Technology as a part of culture is viewed in a range of optimistic and pessimistic opinions. The concept of technical (technological) determinism includes opposing interpretations. Technocratic (power of technology) interpretations tend to be associated with optimistic views of the role of technology in culture. Technocratic thinking prefers to explain the negative sociocultural consequences of the introduction of scientific and technological progress by the inhibition of technological development on the part of culturally backward people or groups. Catastrophic changes in the life and culture of the peoples of entire continents, brought about by scientific and technological progress, are hushed up or interpreted differently. An essential component of an optimistic interpretation of the role of technology in society and culture is technocracy - a theory of power based on scientific and technical knowledge and foresight, and the scientific and technical competence of the political elite. The founder of the theory of industrial society, R. Aron, believes that the reality of the modern world is not a collection of different social systems, but a single industrial society with a variety of ideologies. As the industrial component develops, ideological differences will move to the periphery of culture. The contradictions of scientific and technological progress, the culturologist believes, are not an essential, but a temporary characteristic inherent in the initial stage of development. At the next stage of development, in the so-called information society, the negative aspects of the technical environment will be overcome. Pessimistic views, represented mainly by philosophers, writers, artists and leaders of religious organizations, view technology as a threat to humanity. Critics of technical civilization emphasize its mechanicalness, unnaturalness, and the suppression of personality, nature, and life by technology. Pessimists - supporters of views about negative impact technology on sociocultural processes - for centuries they have been calling for a return to traditional types of human economic activity with strict control of the life of the individual by the community. In the last century, a variant of active counteraction to technical culture appeared. Opponents of technical civilization called for organizing a counterculture to fight against the repressive mind of “power-knowledge” and the alienation of man.

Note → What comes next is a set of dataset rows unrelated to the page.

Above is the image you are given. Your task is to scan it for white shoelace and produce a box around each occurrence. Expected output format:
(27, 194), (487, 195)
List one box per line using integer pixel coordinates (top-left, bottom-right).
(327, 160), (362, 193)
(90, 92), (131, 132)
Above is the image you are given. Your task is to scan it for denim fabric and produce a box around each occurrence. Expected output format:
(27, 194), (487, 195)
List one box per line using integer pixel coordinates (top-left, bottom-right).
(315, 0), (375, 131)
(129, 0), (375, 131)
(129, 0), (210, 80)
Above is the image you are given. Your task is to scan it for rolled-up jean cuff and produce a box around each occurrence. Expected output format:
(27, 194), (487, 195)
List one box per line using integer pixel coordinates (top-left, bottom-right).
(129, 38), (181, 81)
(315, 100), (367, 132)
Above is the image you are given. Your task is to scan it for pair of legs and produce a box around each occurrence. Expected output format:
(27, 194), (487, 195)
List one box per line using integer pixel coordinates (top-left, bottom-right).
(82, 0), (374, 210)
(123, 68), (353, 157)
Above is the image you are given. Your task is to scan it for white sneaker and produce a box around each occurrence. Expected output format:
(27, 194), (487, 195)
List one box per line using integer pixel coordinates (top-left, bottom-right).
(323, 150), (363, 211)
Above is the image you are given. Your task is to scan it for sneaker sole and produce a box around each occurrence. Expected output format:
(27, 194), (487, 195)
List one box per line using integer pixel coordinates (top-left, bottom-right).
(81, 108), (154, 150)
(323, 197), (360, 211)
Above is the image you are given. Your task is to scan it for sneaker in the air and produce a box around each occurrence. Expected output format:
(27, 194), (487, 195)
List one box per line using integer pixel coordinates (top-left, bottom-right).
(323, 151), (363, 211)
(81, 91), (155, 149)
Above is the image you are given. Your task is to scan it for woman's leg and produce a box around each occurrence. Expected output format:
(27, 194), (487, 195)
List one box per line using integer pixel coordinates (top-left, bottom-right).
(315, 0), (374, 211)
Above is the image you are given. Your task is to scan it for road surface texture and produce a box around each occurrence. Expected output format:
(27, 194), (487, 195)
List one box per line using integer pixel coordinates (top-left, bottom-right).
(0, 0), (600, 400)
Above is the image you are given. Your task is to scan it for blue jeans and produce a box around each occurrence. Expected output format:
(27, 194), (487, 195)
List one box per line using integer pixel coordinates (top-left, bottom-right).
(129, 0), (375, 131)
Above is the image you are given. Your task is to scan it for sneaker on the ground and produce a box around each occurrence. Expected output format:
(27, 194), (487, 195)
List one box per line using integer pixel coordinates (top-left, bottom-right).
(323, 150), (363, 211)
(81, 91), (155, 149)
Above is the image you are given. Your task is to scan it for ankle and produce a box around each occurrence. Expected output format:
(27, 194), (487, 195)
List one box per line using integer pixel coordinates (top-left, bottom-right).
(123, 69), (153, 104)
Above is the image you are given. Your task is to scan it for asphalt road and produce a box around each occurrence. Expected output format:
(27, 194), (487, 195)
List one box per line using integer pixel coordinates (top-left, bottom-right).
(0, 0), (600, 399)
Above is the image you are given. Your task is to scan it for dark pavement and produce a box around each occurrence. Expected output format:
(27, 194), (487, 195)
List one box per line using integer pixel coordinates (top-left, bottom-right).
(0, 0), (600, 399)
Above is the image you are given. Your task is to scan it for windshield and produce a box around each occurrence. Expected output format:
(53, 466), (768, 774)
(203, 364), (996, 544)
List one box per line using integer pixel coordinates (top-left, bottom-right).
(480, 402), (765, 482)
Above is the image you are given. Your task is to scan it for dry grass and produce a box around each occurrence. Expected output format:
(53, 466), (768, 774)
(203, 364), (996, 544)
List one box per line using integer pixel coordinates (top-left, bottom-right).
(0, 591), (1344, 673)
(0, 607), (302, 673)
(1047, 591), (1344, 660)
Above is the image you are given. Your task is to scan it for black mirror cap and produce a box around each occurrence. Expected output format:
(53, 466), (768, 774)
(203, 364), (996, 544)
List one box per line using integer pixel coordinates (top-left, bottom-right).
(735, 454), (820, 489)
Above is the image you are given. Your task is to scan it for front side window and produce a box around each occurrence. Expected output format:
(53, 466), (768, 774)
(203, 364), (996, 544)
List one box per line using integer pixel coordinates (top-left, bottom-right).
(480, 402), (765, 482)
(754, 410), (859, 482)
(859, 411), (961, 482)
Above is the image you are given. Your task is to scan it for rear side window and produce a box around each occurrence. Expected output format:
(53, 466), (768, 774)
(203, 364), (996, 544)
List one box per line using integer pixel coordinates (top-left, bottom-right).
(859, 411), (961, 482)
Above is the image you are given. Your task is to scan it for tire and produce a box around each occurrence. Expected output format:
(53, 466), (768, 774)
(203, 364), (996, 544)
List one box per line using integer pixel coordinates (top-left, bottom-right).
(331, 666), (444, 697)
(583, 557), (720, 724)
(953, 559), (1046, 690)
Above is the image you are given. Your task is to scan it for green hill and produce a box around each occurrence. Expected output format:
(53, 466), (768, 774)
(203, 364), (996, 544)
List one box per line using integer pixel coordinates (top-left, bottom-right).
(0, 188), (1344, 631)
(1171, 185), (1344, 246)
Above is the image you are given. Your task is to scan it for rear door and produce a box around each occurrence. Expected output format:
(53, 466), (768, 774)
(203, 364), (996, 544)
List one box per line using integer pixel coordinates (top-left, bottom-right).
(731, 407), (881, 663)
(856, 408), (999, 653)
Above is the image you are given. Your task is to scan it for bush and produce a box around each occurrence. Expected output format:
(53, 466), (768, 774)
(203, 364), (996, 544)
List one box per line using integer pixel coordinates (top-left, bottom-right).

Representatives of technocracy - scientists, economic and political leaders - joined in criticizing the negative aspects of technical civilization. They paid attention to ecological problems, to turn a person into a servant and hostage of the spontaneous development of the technical environment. According to scientists, the source of the problem is man’s inability to use technology for the benefit of humanity and nature. It is necessary to form a different interaction between man and technology, a different type of person, capable of integrating with people, existing in unity with technology and nature.

One of the components of the model of a new type of person is technical culture. The technical background of the existence of modern man is the same for all humanity. It assumes two normative parameters of people’s behavior: handling equipment according to the operating instructions and a certain tradition of using technical means. Abilities and attitudes towards work, technological discipline and labor discipline, forms of hard work and work skills are derived from the cultural traditions of society. The conscious inclusion of technical culture in the sociocultural characteristics of a particular community and individual allows us to understand and accept technology as an organic part of human interaction with humanity and nature.